One solution is to combine both fast and slow science within a PhD. To investigate the same question in a
simplified system in a laboratory and also in the field. It is certainly appealing but obviously requires
more work which brings me on the issue of supporting research.
Governments
fund research because the outcomes benefit everyone. Better crop varieties mean high yields
benefitting farmers and the public (who pay less for food) whilst field buffers
can provide a public good by improving water quality and any reduction in net
greenhouse gas emissions benefits everyone.
A field trial cannot only be used to investigate the generation of
public goods, it is a public good for the scientific community (a source of
experimental material) in itself. Field
trials don’t just benefit farmers by demonstrating what does and does not work,
they are also a hugely valuable resource for other scientists (who were not
necessarily involved in their planning or running) which utilise them in
previously unplanned ways. Where an
experiment in a simplified system shows an interesting result, one of the next
steps is to investigate this in a more complex system i.e. in the field. The value of a well designed, long-term field
experiment which provides suitable treatments and is ready for use is
obvious. The UK government recognises
this value, i.e. funding Rothamsted Research’s field trials, from the short to
the very, very long (175 years), via the BBSRC.
As a field trial is an extremely valuable resource, I think
it is worth asking if the one-PhD, one-field trial model is an efficient
one? Indulging ourselves for a moment, I’d
suggest, a six-year field trial is far more valuable than two three-year field
trials, that two PhDs sharing two field trials is both more efficient and less vulnerable
to a problem at a single field site, and that a well-designed field study could
support more than one PhD (with the costs associated with running a field trial
shared across projects), especially where both fast and slow research were
carried out. Obviously, the funding is
the sticking point. Getting funding for
a single PhD is hard enough, securing funding for two at the same time is
almost never an option.
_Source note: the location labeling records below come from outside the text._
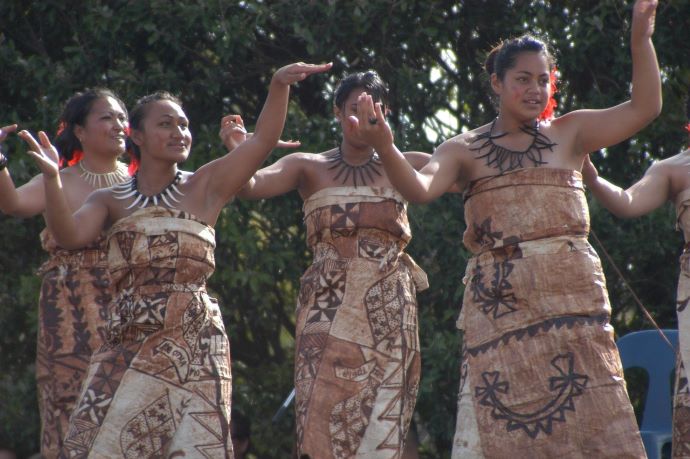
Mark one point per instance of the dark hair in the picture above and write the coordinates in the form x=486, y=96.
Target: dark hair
x=370, y=81
x=503, y=56
x=138, y=113
x=75, y=112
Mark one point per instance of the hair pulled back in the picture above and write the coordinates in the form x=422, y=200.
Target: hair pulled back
x=503, y=56
x=74, y=114
x=370, y=81
x=139, y=112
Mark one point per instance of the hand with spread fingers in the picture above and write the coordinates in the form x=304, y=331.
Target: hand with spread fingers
x=298, y=71
x=233, y=133
x=44, y=153
x=7, y=130
x=371, y=124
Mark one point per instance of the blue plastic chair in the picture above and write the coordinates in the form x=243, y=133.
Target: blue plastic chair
x=647, y=350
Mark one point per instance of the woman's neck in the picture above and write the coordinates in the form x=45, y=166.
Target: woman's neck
x=356, y=155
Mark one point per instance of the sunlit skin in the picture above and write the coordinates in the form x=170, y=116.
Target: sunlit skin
x=103, y=134
x=103, y=141
x=523, y=95
x=308, y=172
x=164, y=140
x=525, y=88
x=165, y=134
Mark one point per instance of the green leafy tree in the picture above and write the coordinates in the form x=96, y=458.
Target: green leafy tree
x=219, y=56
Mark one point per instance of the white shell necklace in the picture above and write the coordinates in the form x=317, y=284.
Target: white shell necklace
x=104, y=179
x=167, y=196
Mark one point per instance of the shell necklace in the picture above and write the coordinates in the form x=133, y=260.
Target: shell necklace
x=105, y=179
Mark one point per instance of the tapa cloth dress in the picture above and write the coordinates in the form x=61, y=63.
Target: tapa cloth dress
x=540, y=372
x=357, y=363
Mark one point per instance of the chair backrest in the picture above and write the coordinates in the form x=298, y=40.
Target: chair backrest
x=647, y=350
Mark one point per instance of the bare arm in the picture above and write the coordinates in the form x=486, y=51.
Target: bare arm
x=437, y=176
x=649, y=193
x=25, y=201
x=279, y=178
x=624, y=120
x=70, y=231
x=229, y=173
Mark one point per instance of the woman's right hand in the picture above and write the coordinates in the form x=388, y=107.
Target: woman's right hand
x=293, y=73
x=7, y=130
x=44, y=153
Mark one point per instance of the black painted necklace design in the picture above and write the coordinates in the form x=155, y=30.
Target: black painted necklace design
x=364, y=172
x=167, y=196
x=505, y=160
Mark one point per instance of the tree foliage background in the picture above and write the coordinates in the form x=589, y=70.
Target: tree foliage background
x=219, y=56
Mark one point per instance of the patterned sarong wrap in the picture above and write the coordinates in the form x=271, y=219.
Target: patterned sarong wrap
x=681, y=401
x=72, y=313
x=357, y=362
x=160, y=386
x=540, y=373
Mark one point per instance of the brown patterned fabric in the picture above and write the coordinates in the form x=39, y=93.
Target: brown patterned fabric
x=72, y=312
x=681, y=400
x=357, y=362
x=160, y=386
x=540, y=372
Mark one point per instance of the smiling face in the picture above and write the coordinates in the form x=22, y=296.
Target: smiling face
x=103, y=131
x=349, y=108
x=525, y=88
x=164, y=132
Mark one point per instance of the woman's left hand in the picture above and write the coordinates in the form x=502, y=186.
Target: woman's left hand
x=370, y=123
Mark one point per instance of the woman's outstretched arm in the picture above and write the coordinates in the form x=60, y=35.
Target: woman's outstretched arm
x=597, y=129
x=70, y=231
x=649, y=193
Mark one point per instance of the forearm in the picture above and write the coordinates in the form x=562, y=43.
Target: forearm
x=646, y=96
x=271, y=120
x=9, y=199
x=614, y=198
x=58, y=214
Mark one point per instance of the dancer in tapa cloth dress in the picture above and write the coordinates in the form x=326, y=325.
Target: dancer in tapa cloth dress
x=75, y=289
x=357, y=367
x=541, y=376
x=72, y=313
x=166, y=346
x=160, y=386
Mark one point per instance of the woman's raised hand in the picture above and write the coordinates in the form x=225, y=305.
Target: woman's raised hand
x=371, y=124
x=44, y=153
x=298, y=71
x=7, y=130
x=233, y=133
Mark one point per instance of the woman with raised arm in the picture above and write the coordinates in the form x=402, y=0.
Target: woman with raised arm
x=357, y=361
x=75, y=289
x=160, y=385
x=540, y=373
x=664, y=181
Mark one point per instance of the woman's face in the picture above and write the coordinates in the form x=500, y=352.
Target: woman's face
x=349, y=109
x=525, y=88
x=104, y=128
x=164, y=132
However, whilst
three years for a PhD sounds like a long time, it’s not when it comes to field
trials.
For the record, I really enjoyed the field-based parts of my
PhD. They gave me a great introduction
into arable agriculture and produced some interesting results. This is just a note that when it comes to a
field-trial based PhD, it pays to be cautious.
The error bars will be big your control of experiments will be low.
P.S. After writing this I came across a scientific
article titled “The importance of long‐term experiments in agriculture: their
management to ensure continued crop production and soil fertility; the Rothamsted
experience” (Johnston and Poulton, 2018) which can be found here
(the article is open access meaning anyone can read it for free, a true public
good). I’d recommend it if you are
interested in a detailed discussion of the value of long-term experiments
including specific examples, rather than the ramblings of a postdoc.